Mizuho Financial Group‘s main banking arm reported a new system glitch on Thursday, causing a halt to some transactions just a month after regulators reprimanded Japan’s third-largest lender for a series of technical system failures.
The latest problem resulted from an error in system settings and affected automated teller machine and online banking operations for about an hour on Thursday afternoon, a Mizuho spokesperson said.
Mizuho’s technical problems this year came despite a $3.6 billion overhaul of its systems in 2019 and prompted a reprimand from Japan’s Financial Services Agency (FSA).
The FSA said eight system glitches took place at Mizuho this year. In November, Mizuho said its chief executive, chairman and three other executives would resign over the system failures.
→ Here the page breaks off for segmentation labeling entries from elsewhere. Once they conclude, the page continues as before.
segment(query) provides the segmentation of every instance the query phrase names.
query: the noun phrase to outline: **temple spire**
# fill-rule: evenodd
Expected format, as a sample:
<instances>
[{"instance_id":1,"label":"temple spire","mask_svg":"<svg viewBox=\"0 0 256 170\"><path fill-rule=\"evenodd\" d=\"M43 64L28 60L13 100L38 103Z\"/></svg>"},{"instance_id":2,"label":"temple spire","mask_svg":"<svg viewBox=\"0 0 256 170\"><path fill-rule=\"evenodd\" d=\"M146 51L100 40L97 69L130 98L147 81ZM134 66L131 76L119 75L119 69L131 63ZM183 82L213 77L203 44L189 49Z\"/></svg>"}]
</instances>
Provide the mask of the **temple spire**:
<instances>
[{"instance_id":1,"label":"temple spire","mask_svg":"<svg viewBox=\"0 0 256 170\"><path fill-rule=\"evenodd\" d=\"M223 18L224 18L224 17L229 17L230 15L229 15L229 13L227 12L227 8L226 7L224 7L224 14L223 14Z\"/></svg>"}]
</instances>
IT System Failures at Mizuho
“We deeply apologise for the inconvenience and concern we have caused to our customers and society by allowing IT system failures to occur repeatedly in a short period of time and by failing to adequately ensure thorough operations under the Foreign Exchange and Foreign Trade Act of Japan,” the bank said in a December 17 statement in response to finance ministry criticisms.
The FSA, the country’s banking regulator, said in a statement the failures had “undermined the credibility of Japan’s bank settlement system”.
Tatsufumi Sakai, the CEO and Yasuhiro Sato, the chair, as well as the head of the main banking unit and executives in charge of the group’s systems and compliance, would step down by April to take responsibility for the glitches, the bank said.
Mizuho has not selected a new CEO and plans to leave the chairman post vacant.